В дверях появляется трактирщик, говорит, пора, потом велит Рейфу Оксенблутту оставаться в доме – мол, так надо. Мани смотрит на жену:
– Прощай!
Она молчит. Все, кроме Рейфу, выходят вместе с Мани и, минуя «Медведя», спускаются в долину, переходят замерзший ручей и углубляются в лес Маннеренвальд. Луна поднимается над Бальценхубелем, но Эдхорн виден, только если смотреть от Маннеренвальда; становится светло почти как днем; заросший лесом склон довольно крут, идти тяжело, да еще и снег глубокий, они с трудом выбираются на поляну, посреди которой стоит высокое дерево, тот самый красный бук. Крестьяне окружают дерево, у всех в руках здоровенные топоры с длинными топорищами; дышат тяжело, дыхание точно клубы пара. Трактирщик осведомляется, подпилен ли ствол.
– Нынче после обеда мы его подпилили, – отвечает Мексу Оксенблутт.
– Садись, Мани, – говорит трактирщик.
Мани плотно притаптывает снег с той стороны, где бук ярко освещен луной, и садится, привалившись спиной к стволу там, где он подпилен.
– Начинайте, – командует трактирщик. Хиргу Хакер и Ноби Гайсгразер ударяют топорами по дереву, топоры отскакивают от твердого как железо ствола, удары звонко разносятся по долине, их хорошо слышно в деревне, но топоры раз от разу глубже вонзаются в дерево. Теперь рубит другая пара – Рес Штирер и Бинггу Коблер; трактирщик замечает, что у Мани, который все сидит, прислонившись к дереву, вроде губы шевелятся. Трактирщик делает знак, Коблер и Штирер опускают топоры, трактирщик, наклонившись к Мани, спрашивает, не надо ли чего.
– Луна. – Мани смотрит на нее, вытаращив глаза.
– Луна? – Трактирщик в недоумении. – Ну и что там луна? – И поворачивается к тем двоим с топорами: – Ерунда. Рубите!
– Ох, я не знаю, – говорит Бинггу.
А Рес говорит:
– Ты глянь на луну-то, трактирщик.
Трактирщик поднимает голову, смотрит.
– Ага, не совсем круглая, – говорит он.
– Кусочек куда-то делся, – испуганно бормочет Зему за его спиной.
Трактирщик, вдруг сообразив, что к чему, объявляет:
– Лунное затмение.
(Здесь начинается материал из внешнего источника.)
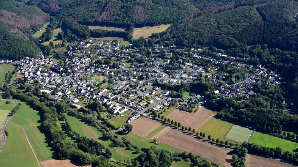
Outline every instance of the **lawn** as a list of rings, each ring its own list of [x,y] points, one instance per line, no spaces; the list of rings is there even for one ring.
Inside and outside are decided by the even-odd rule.
[[[7,101],[10,102],[10,103],[8,104],[5,103],[5,102]],[[0,102],[0,110],[11,111],[13,108],[15,106],[15,103],[8,100],[5,100]]]
[[[248,141],[249,137],[252,131],[248,128],[234,125],[225,137],[226,138],[239,143]]]
[[[159,102],[158,100],[156,100],[155,99],[153,98],[152,98],[151,97],[149,98],[149,100],[153,100],[153,102],[154,102],[155,103],[158,103]]]
[[[151,138],[154,136],[157,133],[160,132],[161,130],[164,129],[167,126],[165,125],[162,125],[161,126],[150,132],[150,133],[149,133],[146,136],[146,138],[149,139]]]
[[[41,36],[43,33],[46,31],[46,28],[48,27],[48,25],[50,23],[49,22],[48,22],[44,24],[44,25],[39,30],[39,31],[37,31],[34,35],[33,35],[33,37],[39,37]]]
[[[95,75],[93,77],[94,79],[97,80],[98,80],[100,82],[104,80],[107,78],[107,77],[103,75]]]
[[[186,98],[189,97],[190,96],[190,92],[184,92],[183,93],[183,97],[185,97]]]
[[[190,167],[192,166],[191,165],[191,163],[190,162],[185,162],[184,160],[177,162],[173,161],[170,167]]]
[[[161,32],[165,31],[170,25],[170,24],[168,24],[155,26],[146,26],[135,28],[134,29],[134,32],[132,34],[133,39],[137,39],[141,37],[146,38],[151,35],[153,33]]]
[[[6,129],[8,136],[0,152],[0,166],[38,167],[22,129],[8,123]]]
[[[123,116],[121,116],[120,115],[117,115],[116,116],[113,116],[109,119],[108,121],[111,122],[112,125],[114,126],[116,128],[120,127],[125,122],[127,118],[129,116],[130,113],[131,111],[130,110],[127,110],[121,114],[121,115],[123,115]]]
[[[45,45],[47,45],[50,43],[50,42],[52,42],[55,46],[55,45],[56,44],[62,43],[62,40],[59,39],[59,37],[58,36],[58,33],[61,32],[62,32],[61,28],[58,28],[54,29],[53,31],[53,35],[52,38],[49,40],[49,41],[46,41],[42,43]]]
[[[213,117],[197,132],[199,133],[201,132],[205,133],[206,136],[210,135],[212,138],[213,138],[215,140],[218,138],[220,140],[224,138],[232,125],[233,124],[229,122]]]
[[[0,84],[3,85],[5,82],[5,74],[8,71],[11,72],[14,68],[11,64],[0,64]]]
[[[10,79],[10,83],[14,83],[15,82],[15,74],[13,74],[13,76],[11,77],[11,78]]]
[[[166,108],[166,111],[162,113],[161,115],[163,116],[165,118],[168,115],[172,113],[176,109],[176,108],[175,107],[167,107]]]
[[[40,161],[52,159],[53,152],[46,143],[44,134],[38,127],[40,125],[38,111],[30,108],[25,103],[18,101],[21,103],[21,106],[12,117],[12,121],[24,128]]]
[[[294,152],[293,151],[298,147],[298,143],[257,132],[254,132],[249,142],[269,147],[279,147],[284,152]]]
[[[131,63],[125,63],[125,65],[124,65],[124,67],[125,68],[129,68],[131,64]]]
Это каждый месяц бывает.
– Никогда не видел, – буркает Херменли Цурбрюгген.
– А вы когда смотрели-то на луну или на звезды? – вопрошает трактирщик. – Все вечера просиживаете у меня в трактире, а когда отправляетесь восвояси, луну вам все равно не увидеть, залив глаза-то. А лунное затмение, чтоб вы знали, случается чуть не каждую неделю. – Трактирщик уверяет, что видел однажды луну, от которой осталась только половинка, ни дать ни взять четвертушка сырной головки, а главное, затмение продолжается всего минуту-другую.
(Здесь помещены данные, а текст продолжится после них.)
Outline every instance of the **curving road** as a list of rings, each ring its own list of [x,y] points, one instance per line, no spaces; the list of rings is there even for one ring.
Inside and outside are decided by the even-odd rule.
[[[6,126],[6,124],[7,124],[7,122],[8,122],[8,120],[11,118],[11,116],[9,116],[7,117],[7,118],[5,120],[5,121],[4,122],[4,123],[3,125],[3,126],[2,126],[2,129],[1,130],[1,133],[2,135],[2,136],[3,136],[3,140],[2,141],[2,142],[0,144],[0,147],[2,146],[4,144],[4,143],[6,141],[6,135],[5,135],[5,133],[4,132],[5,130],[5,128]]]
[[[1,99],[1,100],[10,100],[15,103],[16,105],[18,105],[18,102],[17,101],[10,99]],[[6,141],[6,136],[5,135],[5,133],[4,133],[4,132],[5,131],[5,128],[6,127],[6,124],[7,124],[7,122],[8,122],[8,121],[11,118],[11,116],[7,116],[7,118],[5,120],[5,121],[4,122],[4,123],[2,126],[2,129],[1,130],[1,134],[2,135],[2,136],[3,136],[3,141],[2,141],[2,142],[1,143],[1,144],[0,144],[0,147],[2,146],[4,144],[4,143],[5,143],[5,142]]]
– Смотри, темноты прибавляется, – говорит Бинггу, – а луна все меньше и меньше…
Все умолкают, и тут от лесной опушки к ним приближается старик Гайсгразер, в лунном свете он похож на привидение. А свет постепенно убывает.
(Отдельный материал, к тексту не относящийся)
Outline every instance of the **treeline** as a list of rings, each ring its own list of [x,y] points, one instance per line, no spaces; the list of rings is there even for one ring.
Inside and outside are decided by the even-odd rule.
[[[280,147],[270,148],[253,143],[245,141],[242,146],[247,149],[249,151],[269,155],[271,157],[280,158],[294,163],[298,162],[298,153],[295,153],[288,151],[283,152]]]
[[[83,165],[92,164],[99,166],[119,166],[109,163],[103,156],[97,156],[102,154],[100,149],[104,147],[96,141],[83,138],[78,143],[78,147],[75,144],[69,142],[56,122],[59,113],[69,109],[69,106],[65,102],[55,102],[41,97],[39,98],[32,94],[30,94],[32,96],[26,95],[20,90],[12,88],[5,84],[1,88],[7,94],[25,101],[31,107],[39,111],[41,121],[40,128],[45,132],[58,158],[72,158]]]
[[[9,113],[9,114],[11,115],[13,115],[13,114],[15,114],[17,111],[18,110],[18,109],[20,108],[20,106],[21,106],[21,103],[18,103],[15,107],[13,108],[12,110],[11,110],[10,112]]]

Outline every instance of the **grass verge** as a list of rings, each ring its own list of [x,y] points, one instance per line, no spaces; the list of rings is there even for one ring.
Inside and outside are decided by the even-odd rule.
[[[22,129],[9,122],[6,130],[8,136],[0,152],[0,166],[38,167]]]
– Ну что, головы садовые, теперь поняли, почему Ваути Лохер подговорил вас, посулив миллионы, убить Мани нынче ночью, в полнолуние? – злорадно хихикает старик. – Потому что луна нынче треснет пополам, раскалившись от нутряного жара, вот увидите! Я уж сколько раз видел своими глазами, да только еще никогда в воскресенье. Нынче луна расколется на куски и упадет на землю, а куски-то – каждый больше всей Европы! Грядет погибель мира! Вот Лохер и раздает свои миллионы, на что они ему теперь-то? – Старик смеется и от радости прыгает, взметая снег, его сын Луди орет отцу:
– Заткнись!
А Бинггу Коблер точно одержимый бьет топором по стволу, Рес Штирер тоже принимается рубить как с цепи сорвавшись – упрямо, с адской быстротой и силой.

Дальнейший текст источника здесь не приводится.